Representation of spatial and temporal variability of daily wind speed and of intense wind events over the Mediterranean Sea using dynamical downscaling: impact of the regional climate model configuration
- 1IRD, LEGOS, UMR5566, CNRS – CNES – IRD – Université de Toulouse, Toulouse, France
- 2CNRM/GAME, CNRS – Météo-France, Toulouse, France
- 3UTMEA, ENEA, Roma, Italy
Abstract. Atmospheric datasets coming from long term reanalyzes of low spatial resolution are used for different purposes. Wind over the sea is, for example, a major ingredient of oceanic simulations. However, the shortcomings of those datasets prevent them from being used without an adequate corrective preliminary treatment. Using a regional climate model (RCM) to perform a dynamical downscaling of those large scale reanalyzes is one of the methods used in order to produce fields that realistically reproduce atmospheric chronology and where those shortcomings are corrected. Here we assess the influence of the configuration of the RCM used in this framework on the representation of wind speed spatial and temporal variability and intense wind events on a daily timescale. Our RCM is ALADIN-Climate, the reanalysis is ERA-40, and the studied area is the Mediterranean Sea.
First, the dynamical downscaling significantly reduces the underestimation of daily wind speed, in average by 9 % over the whole Mediterranean. This underestimation has been corrected both globally and locally, and for the whole wind speed spectrum. The correction is the strongest for periods and regions of strong winds. The representation of spatial variability has also been significantly improved. On the other hand, the temporal correlation between the downscaled field and the observations decreases all the more that one moves eastwards, i.e. further from the atmospheric flux entry. Nonetheless, it remains ~0.7, the downscaled dataset reproduces therefore satisfactorily the real chronology.
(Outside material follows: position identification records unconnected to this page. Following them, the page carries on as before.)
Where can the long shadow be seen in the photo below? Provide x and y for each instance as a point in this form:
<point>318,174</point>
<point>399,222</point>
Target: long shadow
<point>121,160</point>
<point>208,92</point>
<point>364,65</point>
Second, the influence of the choice of the RCM configuration has an influence one order of magnitude smaller than the improvement induced by the initial downscaling. The use of spectral nudging or of a smaller domain helps to improve the realism of the temporal chronology. Increasing the resolution very locally (both spatially and temporally) improves the representation of spatial variability, in particular in regions strongly influenced by the complex surrounding orography. The impact of the interactive air-sea coupling is negligible for the temporal scales examined here. Using two different forcing datasets induces differences on the downscaled fields that are directly related to the differences between those datasets. Our results also show that improving the physics of our RCM is still necessary to increase the realism of our simulations. Finally, the choice of the optimal configuration depends on the scientific objectives of the study for which those wind datasets are used.